Restricting access to a directory for a user is a challenging task, nigh on impossible if you want security. In order to give a user access to a single directory, the folder itself and all parent folders above it in the hierarchy must be owned by root. This means they cannot be writable by anyone else, hence our problem.

The way you give a user restricted SFTP access to one directory is simple.

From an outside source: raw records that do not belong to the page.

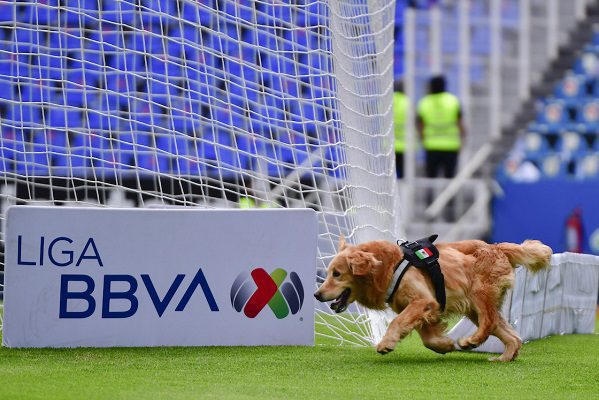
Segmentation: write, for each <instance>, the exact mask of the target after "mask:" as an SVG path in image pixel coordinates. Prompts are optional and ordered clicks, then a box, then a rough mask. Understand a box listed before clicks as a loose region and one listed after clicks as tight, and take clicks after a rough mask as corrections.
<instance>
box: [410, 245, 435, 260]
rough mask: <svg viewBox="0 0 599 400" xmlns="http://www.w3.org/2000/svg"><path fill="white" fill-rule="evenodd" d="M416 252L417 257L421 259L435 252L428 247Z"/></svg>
mask: <svg viewBox="0 0 599 400" xmlns="http://www.w3.org/2000/svg"><path fill="white" fill-rule="evenodd" d="M414 254H416V257H418V258H419V259H420V260H424V259H425V258H428V257H430V256H432V255H433V253H432V252H431V251H430V250H429V249H427V248H424V249H420V250H418V251H415V252H414Z"/></svg>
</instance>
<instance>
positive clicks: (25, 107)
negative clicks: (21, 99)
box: [5, 103, 42, 127]
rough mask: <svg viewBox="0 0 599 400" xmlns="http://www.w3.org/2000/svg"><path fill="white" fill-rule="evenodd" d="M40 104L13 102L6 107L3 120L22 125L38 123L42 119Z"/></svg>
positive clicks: (41, 113) (12, 123) (26, 125)
mask: <svg viewBox="0 0 599 400" xmlns="http://www.w3.org/2000/svg"><path fill="white" fill-rule="evenodd" d="M41 110H42V109H41V106H40V105H37V104H23V103H21V104H13V105H12V106H11V107H8V112H7V116H6V118H5V120H6V121H7V122H11V124H13V125H16V126H22V127H31V126H34V125H39V124H40V123H41V121H42V111H41Z"/></svg>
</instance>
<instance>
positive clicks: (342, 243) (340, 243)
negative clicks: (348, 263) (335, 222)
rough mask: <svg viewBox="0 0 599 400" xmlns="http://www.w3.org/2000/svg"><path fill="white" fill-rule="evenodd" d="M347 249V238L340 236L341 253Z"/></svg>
mask: <svg viewBox="0 0 599 400" xmlns="http://www.w3.org/2000/svg"><path fill="white" fill-rule="evenodd" d="M346 247H347V244H345V236H343V233H342V234H341V236H339V251H341V250H343V249H345V248H346Z"/></svg>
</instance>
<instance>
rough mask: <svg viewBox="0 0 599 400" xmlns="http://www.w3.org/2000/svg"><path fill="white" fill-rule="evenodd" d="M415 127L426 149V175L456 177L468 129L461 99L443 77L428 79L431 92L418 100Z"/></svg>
mask: <svg viewBox="0 0 599 400" xmlns="http://www.w3.org/2000/svg"><path fill="white" fill-rule="evenodd" d="M416 128H417V130H418V134H419V136H420V140H421V141H422V146H423V147H424V150H425V152H426V176H427V177H428V178H436V177H438V176H439V174H440V175H441V176H443V177H445V178H453V177H454V176H455V175H456V169H457V165H458V155H459V153H460V149H461V147H462V141H463V140H464V138H465V136H466V129H465V128H464V124H463V121H462V110H461V107H460V102H459V100H458V98H457V97H456V96H454V95H453V94H451V93H449V92H447V91H446V81H445V77H444V76H442V75H438V76H434V77H432V78H431V80H430V81H429V94H428V95H426V96H424V97H423V98H422V99H421V100H420V101H419V102H418V116H417V119H416Z"/></svg>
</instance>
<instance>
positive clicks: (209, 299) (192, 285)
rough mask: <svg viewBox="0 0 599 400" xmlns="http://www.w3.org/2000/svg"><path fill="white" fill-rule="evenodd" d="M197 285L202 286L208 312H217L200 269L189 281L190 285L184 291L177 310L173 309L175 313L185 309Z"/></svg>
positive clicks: (198, 270) (214, 305) (203, 276)
mask: <svg viewBox="0 0 599 400" xmlns="http://www.w3.org/2000/svg"><path fill="white" fill-rule="evenodd" d="M198 285H201V286H202V291H203V292H204V296H205V297H206V300H207V301H208V305H209V306H210V310H211V311H218V306H217V305H216V301H215V300H214V296H213V295H212V291H210V286H208V282H206V277H205V276H204V273H203V272H202V268H200V269H199V270H198V272H197V273H196V275H195V276H194V278H193V280H192V281H191V284H190V285H189V287H188V288H187V290H186V291H185V294H184V295H183V298H181V301H180V302H179V304H178V305H177V308H175V311H183V310H184V309H185V306H186V305H187V303H188V302H189V299H191V296H192V295H193V293H194V292H195V290H196V288H197V287H198Z"/></svg>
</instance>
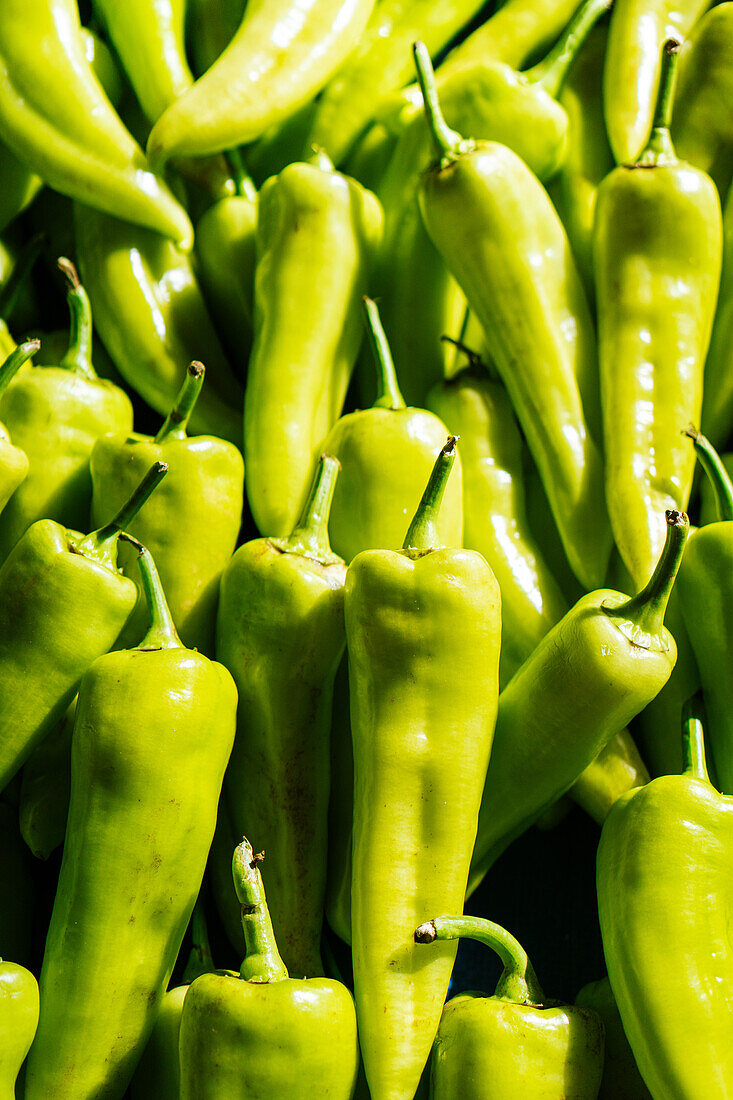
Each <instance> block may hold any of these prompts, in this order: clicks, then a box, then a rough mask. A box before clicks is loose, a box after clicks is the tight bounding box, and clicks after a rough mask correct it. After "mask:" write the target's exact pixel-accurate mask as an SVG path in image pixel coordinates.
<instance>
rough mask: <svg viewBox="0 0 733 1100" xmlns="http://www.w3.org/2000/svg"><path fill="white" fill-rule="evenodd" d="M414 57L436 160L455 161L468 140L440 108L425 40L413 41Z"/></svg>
mask: <svg viewBox="0 0 733 1100" xmlns="http://www.w3.org/2000/svg"><path fill="white" fill-rule="evenodd" d="M413 57H414V58H415V68H416V69H417V83H418V84H419V86H420V91H422V92H423V103H424V105H425V117H426V119H427V124H428V129H429V131H430V136H431V139H433V145H434V147H435V153H436V160H437V161H439V162H440V163H441V164H442V163H444V162H450V161H455V160H456V158H457V157H458V156H459V155H460V154H461V153H462V152H463V151H464V146H466V142H464V141H463V139H462V138H461V135H460V134H459V133H458V131H457V130H451V129H450V127H449V125H448V123H447V122H446V119H445V117H444V113H442V111H441V109H440V101H439V99H438V89H437V88H436V85H435V70H434V68H433V62H431V61H430V54H429V53H428V48H427V46H426V45H425V43H424V42H414V43H413Z"/></svg>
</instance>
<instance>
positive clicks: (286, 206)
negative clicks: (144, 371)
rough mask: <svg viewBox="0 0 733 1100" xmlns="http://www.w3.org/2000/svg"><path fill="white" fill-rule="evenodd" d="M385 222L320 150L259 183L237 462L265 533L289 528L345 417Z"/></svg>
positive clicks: (277, 535) (255, 519)
mask: <svg viewBox="0 0 733 1100" xmlns="http://www.w3.org/2000/svg"><path fill="white" fill-rule="evenodd" d="M381 231H382V208H381V206H380V204H379V200H378V199H376V198H375V197H374V196H373V195H372V194H371V191H366V190H364V188H363V187H361V185H360V184H358V183H357V182H355V180H353V179H349V178H348V177H347V176H342V175H341V174H340V173H338V172H336V171H335V169H333V165H332V164H331V162H330V161H329V160H328V157H326V156H324V154H316V155H315V156H314V157H313V160H311V161H310V162H309V163H307V164H299V163H298V164H291V165H288V167H287V168H284V169H283V172H281V174H280V175H278V176H274V177H272V178H271V179H269V180H267V183H266V184H265V185H264V187H263V188H262V190H261V191H260V200H259V211H258V230H256V248H258V267H256V275H255V281H254V321H255V332H254V345H253V348H252V355H251V357H250V365H249V372H248V376H247V394H245V399H244V462H245V465H247V494H248V497H249V502H250V507H251V509H252V515H253V517H254V521H255V524H256V525H258V527H259V529H260V531H261V532H263V533H264V535H267V536H270V535H274V536H285V535H289V532H291V531H292V530H293V527H294V526H295V524H296V521H297V518H298V516H299V515H300V511H302V509H303V505H304V503H305V498H306V495H307V493H308V487H309V485H310V481H311V477H313V469H314V464H315V461H316V459H317V455H318V453H319V452H320V444H321V442H322V440H324V438H325V436H326V433H327V432H328V430H329V428H330V427H331V425H332V423H333V422H335V421H336V420H337V419H338V417H339V416H340V415H341V408H342V406H343V400H344V397H346V392H347V387H348V385H349V378H350V375H351V370H352V366H353V363H354V360H355V357H357V353H358V351H359V345H360V343H361V334H362V328H361V317H360V309H361V298H362V296H363V295H364V293H365V292H366V282H368V278H369V275H370V272H371V267H372V264H373V257H374V253H375V251H376V248H378V246H379V241H380V238H381ZM315 271H318V278H314V272H315ZM294 303H295V304H297V309H294V308H293V307H294Z"/></svg>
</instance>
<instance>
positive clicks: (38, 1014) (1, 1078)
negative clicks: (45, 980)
mask: <svg viewBox="0 0 733 1100" xmlns="http://www.w3.org/2000/svg"><path fill="white" fill-rule="evenodd" d="M37 1023H39V983H37V982H36V980H35V978H34V977H33V975H32V974H31V971H30V970H26V969H25V967H22V966H19V965H18V964H17V963H9V961H8V960H7V959H1V958H0V1097H1V1098H2V1100H13V1098H14V1097H15V1079H17V1077H18V1075H19V1073H20V1068H21V1066H22V1065H23V1062H24V1060H25V1055H26V1054H28V1052H29V1049H30V1047H31V1043H32V1042H33V1036H34V1034H35V1029H36V1025H37Z"/></svg>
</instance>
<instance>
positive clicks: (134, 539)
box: [120, 531, 185, 650]
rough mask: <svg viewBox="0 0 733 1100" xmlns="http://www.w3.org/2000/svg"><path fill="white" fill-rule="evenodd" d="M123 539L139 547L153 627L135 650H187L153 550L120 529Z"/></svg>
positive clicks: (139, 554) (134, 545)
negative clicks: (177, 631)
mask: <svg viewBox="0 0 733 1100" xmlns="http://www.w3.org/2000/svg"><path fill="white" fill-rule="evenodd" d="M120 538H121V539H123V540H124V541H125V542H130V543H131V544H132V546H133V547H135V549H136V550H138V568H139V570H140V582H141V585H142V590H143V596H144V597H145V603H146V605H147V612H149V614H150V627H149V629H147V632H146V634H145V636H144V638H143V640H142V641H141V642H140V645H139V646H136V649H145V650H147V649H184V648H185V647H184V645H183V642H182V641H180V638H179V637H178V632H177V630H176V627H175V624H174V621H173V615H172V614H171V608H169V607H168V602H167V599H166V598H165V593H164V592H163V585H162V584H161V575H160V573H158V572H157V566H156V565H155V562H154V560H153V555H152V553H151V552H150V550H149V549H147V547H144V546H143V544H142V542H139V541H138V539H133V537H132V536H131V535H128V533H127V532H124V531H123V532H120Z"/></svg>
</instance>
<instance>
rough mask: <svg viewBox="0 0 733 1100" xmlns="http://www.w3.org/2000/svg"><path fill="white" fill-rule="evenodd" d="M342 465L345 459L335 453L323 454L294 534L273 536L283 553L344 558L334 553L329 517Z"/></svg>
mask: <svg viewBox="0 0 733 1100" xmlns="http://www.w3.org/2000/svg"><path fill="white" fill-rule="evenodd" d="M340 469H341V463H340V462H339V460H338V459H337V458H336V455H335V454H328V453H324V454H321V456H320V459H319V460H318V466H317V467H316V473H315V475H314V480H313V484H311V486H310V492H309V493H308V499H307V500H306V503H305V507H304V508H303V511H302V514H300V518H299V519H298V521H297V524H296V526H295V528H294V529H293V533H292V535H289V536H288V537H287V538H286V539H270V542H271V543H272V544H273V546H275V547H277V549H278V550H282V551H283V553H299V554H302V557H304V558H310V559H311V560H313V561H319V562H320V563H321V564H322V565H330V564H333V562H340V561H343V559H342V558H339V555H338V554H336V553H333V551H332V550H331V543H330V541H329V538H328V520H329V517H330V514H331V502H332V500H333V492H335V489H336V480H337V477H338V475H339V471H340Z"/></svg>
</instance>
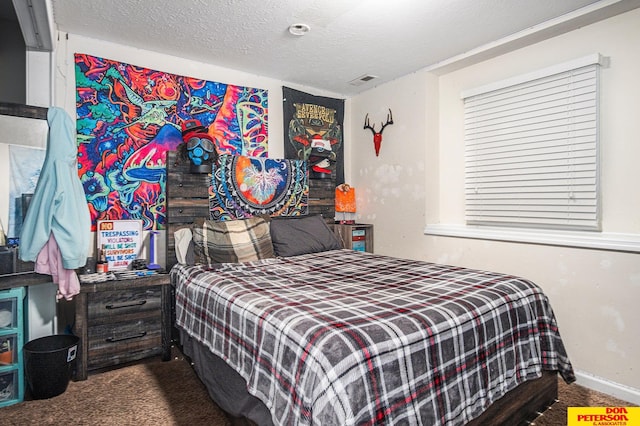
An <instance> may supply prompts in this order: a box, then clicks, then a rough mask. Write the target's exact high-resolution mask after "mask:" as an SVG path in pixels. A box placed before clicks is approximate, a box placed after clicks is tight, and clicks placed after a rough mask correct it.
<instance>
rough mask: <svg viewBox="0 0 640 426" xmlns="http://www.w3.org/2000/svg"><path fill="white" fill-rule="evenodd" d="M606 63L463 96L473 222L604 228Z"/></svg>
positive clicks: (468, 210)
mask: <svg viewBox="0 0 640 426" xmlns="http://www.w3.org/2000/svg"><path fill="white" fill-rule="evenodd" d="M600 62H601V57H600V55H591V56H589V57H586V58H582V59H579V60H576V61H572V62H570V63H566V64H562V65H559V66H557V67H552V68H549V69H545V70H541V71H538V72H535V73H531V74H527V75H524V76H520V77H516V78H514V79H510V80H507V81H502V82H498V83H495V84H492V85H489V86H484V87H481V88H478V89H474V90H470V91H466V92H465V93H463V95H462V97H463V99H464V113H465V146H466V149H465V155H466V157H465V199H466V212H465V215H466V221H467V224H471V225H500V226H516V227H528V228H552V229H567V230H600V208H599V188H598V187H599V185H598V91H599V87H598V75H599V64H600Z"/></svg>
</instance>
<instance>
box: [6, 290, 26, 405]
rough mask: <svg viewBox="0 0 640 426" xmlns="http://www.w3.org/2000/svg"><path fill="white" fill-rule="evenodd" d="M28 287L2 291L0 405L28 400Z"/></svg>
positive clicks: (20, 401) (13, 403) (8, 403)
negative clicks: (26, 301)
mask: <svg viewBox="0 0 640 426" xmlns="http://www.w3.org/2000/svg"><path fill="white" fill-rule="evenodd" d="M25 294H26V291H25V288H24V287H16V288H12V289H9V290H1V291H0V407H5V406H7V405H12V404H16V403H18V402H21V401H22V400H23V399H24V386H25V384H24V361H23V357H22V347H23V346H24V325H23V324H24V318H23V312H24V311H23V310H24V298H25Z"/></svg>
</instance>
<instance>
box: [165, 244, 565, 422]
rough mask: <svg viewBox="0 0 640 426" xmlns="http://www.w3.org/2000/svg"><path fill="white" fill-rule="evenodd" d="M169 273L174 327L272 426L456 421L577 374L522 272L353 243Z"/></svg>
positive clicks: (548, 301)
mask: <svg viewBox="0 0 640 426" xmlns="http://www.w3.org/2000/svg"><path fill="white" fill-rule="evenodd" d="M171 274H172V279H173V282H174V284H175V285H176V321H177V325H178V326H179V327H181V328H183V329H184V330H186V331H187V332H188V333H189V334H190V335H192V336H193V337H194V338H195V339H197V340H199V341H200V342H202V343H204V344H206V345H207V346H208V347H209V348H210V349H211V351H212V352H213V353H214V354H216V355H218V356H219V357H221V358H223V359H224V360H225V361H226V362H227V363H228V364H229V365H230V366H232V367H233V368H234V369H235V370H236V371H238V372H239V373H240V374H241V375H242V376H243V377H244V378H245V380H246V381H247V387H248V390H249V392H250V393H251V394H253V395H255V396H256V397H257V398H259V399H260V400H262V401H263V402H264V403H265V404H266V405H267V407H269V409H270V410H271V413H272V417H273V421H274V423H276V424H283V425H284V424H286V425H294V424H295V425H298V424H301V425H306V424H315V425H352V424H358V425H359V424H369V425H373V424H376V425H377V424H423V425H458V424H464V423H466V422H468V421H470V420H472V419H473V418H475V417H477V416H479V415H480V414H481V413H482V412H483V411H484V410H485V409H486V408H487V407H488V406H489V405H490V404H492V403H493V402H494V401H496V400H497V399H499V398H500V397H501V396H503V395H504V394H505V393H506V392H508V391H509V390H511V389H513V388H515V387H516V386H517V385H519V384H520V383H522V382H524V381H526V380H530V379H534V378H537V377H539V376H540V375H541V373H542V370H557V371H559V372H560V374H561V375H562V377H563V378H564V379H565V380H566V381H569V382H571V381H573V380H575V378H574V375H573V370H572V367H571V363H570V362H569V359H568V357H567V355H566V352H565V349H564V346H563V344H562V341H561V339H560V335H559V333H558V328H557V326H556V322H555V318H554V315H553V311H552V309H551V307H550V305H549V301H548V299H547V297H546V296H545V295H544V294H543V293H542V291H541V289H540V288H539V287H538V286H536V285H535V284H533V283H531V282H529V281H526V280H523V279H521V278H517V277H513V276H508V275H503V274H498V273H492V272H485V271H478V270H471V269H465V268H459V267H451V266H444V265H438V264H432V263H426V262H421V261H413V260H404V259H396V258H391V257H386V256H380V255H372V254H367V253H360V252H355V251H351V250H335V251H329V252H323V253H315V254H312V255H302V256H296V257H290V258H276V259H266V260H261V261H256V262H248V263H239V264H221V265H212V266H209V267H207V266H202V265H199V266H192V267H184V266H176V267H174V269H173V270H172V272H171Z"/></svg>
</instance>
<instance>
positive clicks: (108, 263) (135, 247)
mask: <svg viewBox="0 0 640 426" xmlns="http://www.w3.org/2000/svg"><path fill="white" fill-rule="evenodd" d="M97 239H98V249H100V250H103V251H104V254H105V256H106V258H107V263H108V264H109V269H108V270H109V271H118V270H124V269H127V268H128V267H129V264H131V262H133V261H134V260H135V259H136V258H137V257H138V254H139V253H140V250H141V249H142V221H141V220H104V221H102V220H101V221H98V231H97Z"/></svg>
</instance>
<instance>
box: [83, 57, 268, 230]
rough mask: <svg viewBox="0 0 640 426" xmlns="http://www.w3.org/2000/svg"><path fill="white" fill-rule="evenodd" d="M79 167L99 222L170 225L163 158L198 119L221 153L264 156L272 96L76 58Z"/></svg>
mask: <svg viewBox="0 0 640 426" xmlns="http://www.w3.org/2000/svg"><path fill="white" fill-rule="evenodd" d="M75 67H76V73H75V74H76V108H77V115H78V119H77V133H78V135H77V137H78V168H79V171H78V173H79V176H80V179H81V180H82V183H83V186H84V190H85V194H86V196H87V203H88V204H89V211H90V212H91V219H92V230H95V225H96V223H97V221H98V220H127V219H135V220H142V221H143V229H145V230H150V229H164V228H165V226H166V206H165V194H166V176H165V175H166V172H165V153H166V152H167V151H169V150H175V149H176V148H177V147H178V145H179V144H181V143H182V142H183V139H182V124H183V123H184V122H185V121H187V120H198V121H199V124H201V125H202V126H203V127H204V128H205V129H206V131H207V133H208V134H209V135H210V136H211V138H212V139H213V140H214V141H215V145H216V150H217V151H218V153H219V154H233V155H249V156H253V157H261V156H266V155H267V148H268V145H267V144H268V134H267V112H268V108H267V91H266V90H263V89H253V88H248V87H241V86H234V85H230V84H224V83H216V82H211V81H206V80H200V79H196V78H191V77H183V76H179V75H175V74H168V73H165V72H160V71H154V70H150V69H147V68H142V67H138V66H134V65H129V64H125V63H121V62H116V61H113V60H109V59H103V58H97V57H94V56H90V55H86V54H76V55H75Z"/></svg>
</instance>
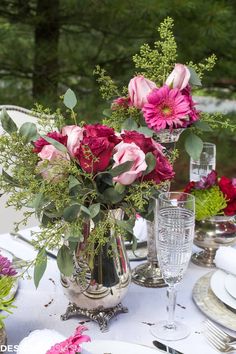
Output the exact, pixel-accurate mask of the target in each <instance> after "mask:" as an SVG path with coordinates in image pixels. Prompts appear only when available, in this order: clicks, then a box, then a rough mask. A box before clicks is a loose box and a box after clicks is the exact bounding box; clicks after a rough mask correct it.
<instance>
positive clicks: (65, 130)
mask: <svg viewBox="0 0 236 354" xmlns="http://www.w3.org/2000/svg"><path fill="white" fill-rule="evenodd" d="M83 131H84V128H81V127H78V126H77V125H67V126H65V127H63V128H62V134H63V135H67V149H68V151H69V153H70V155H71V156H72V157H75V155H76V153H77V152H78V150H79V147H80V142H81V140H83Z"/></svg>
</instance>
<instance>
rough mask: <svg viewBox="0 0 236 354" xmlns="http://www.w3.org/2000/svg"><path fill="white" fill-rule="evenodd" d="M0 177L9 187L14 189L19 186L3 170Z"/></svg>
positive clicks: (7, 174)
mask: <svg viewBox="0 0 236 354" xmlns="http://www.w3.org/2000/svg"><path fill="white" fill-rule="evenodd" d="M2 176H3V179H4V181H6V182H7V183H9V184H10V185H12V186H15V187H18V186H19V183H18V182H17V181H16V180H15V179H14V178H13V177H12V176H10V175H9V174H8V173H7V172H6V171H5V170H4V169H2Z"/></svg>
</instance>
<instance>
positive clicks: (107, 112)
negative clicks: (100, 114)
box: [102, 109, 112, 118]
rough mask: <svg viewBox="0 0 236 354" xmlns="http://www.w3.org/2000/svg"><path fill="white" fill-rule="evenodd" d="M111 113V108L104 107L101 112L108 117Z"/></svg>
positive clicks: (106, 116) (105, 115)
mask: <svg viewBox="0 0 236 354" xmlns="http://www.w3.org/2000/svg"><path fill="white" fill-rule="evenodd" d="M111 113H112V110H111V109H104V111H103V112H102V114H103V115H104V116H105V117H107V118H110V116H111Z"/></svg>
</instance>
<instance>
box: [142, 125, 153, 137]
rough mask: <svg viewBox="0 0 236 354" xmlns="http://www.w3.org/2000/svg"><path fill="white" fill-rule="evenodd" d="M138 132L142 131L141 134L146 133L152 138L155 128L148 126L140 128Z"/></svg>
mask: <svg viewBox="0 0 236 354" xmlns="http://www.w3.org/2000/svg"><path fill="white" fill-rule="evenodd" d="M138 132H139V133H141V134H144V135H146V136H148V137H150V138H152V137H153V134H154V132H153V130H151V129H149V128H147V127H140V128H138Z"/></svg>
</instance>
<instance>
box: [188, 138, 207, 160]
mask: <svg viewBox="0 0 236 354" xmlns="http://www.w3.org/2000/svg"><path fill="white" fill-rule="evenodd" d="M202 148H203V142H202V139H200V138H199V137H198V136H197V135H195V134H193V133H190V134H189V135H188V136H187V138H186V140H185V149H186V151H187V153H188V154H189V155H190V156H191V157H192V159H193V160H198V159H199V157H200V155H201V152H202Z"/></svg>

You don’t give them access to the home directory:


Instead, we keep restricted access within the root of the server’s filesystem. You create a folder like so:

sudo mkdir -p /var/example

You can then set the owner of /var/example to root:

sudo chown root:root /var/example

Now that this directory is owned by root, you can give the give root write permissions and give other users read and execute permissions with this command:

sudo chmod 755 /var/example

Now create the subdirectory which will be owned by the new user. This is where the user will be able to upload files:

sudo mkdir -p /var/example/uploads

Then change the ownership rights of the subdirectory to your new user:

sudo chown newuser /var/sftp/uploads

Set up the ssh_config so that you can use SFTP as the new user:

sudo nano /etc/ssh/sshd_config

Then add the following to the bottom of the file:

Match User newuser
ForceCommand internal-sftp
PasswordAuthentication yes
ChrootDirectory /var/example
PermitTunnel no
AllowAgentForwarding no
AllowTcpForwarding no
X11Forwarding no

The problem I ran into is that I wasn’t able to access these files from my home directory /var/www/html

The solution is to create a crontab using the following command – this will open the crontab file:

crontab -e

Then in the file, you can use a cronjob to move the file to the desired directory within the home directory:

0 6 * * * /bin/mv /var/example/uploads/file.html /var/www/html/path/to/directory

Press CTRL + C to leave the directory and your cronjob is now set up.

This is the workaround I went with… Maybe it’ll help you too!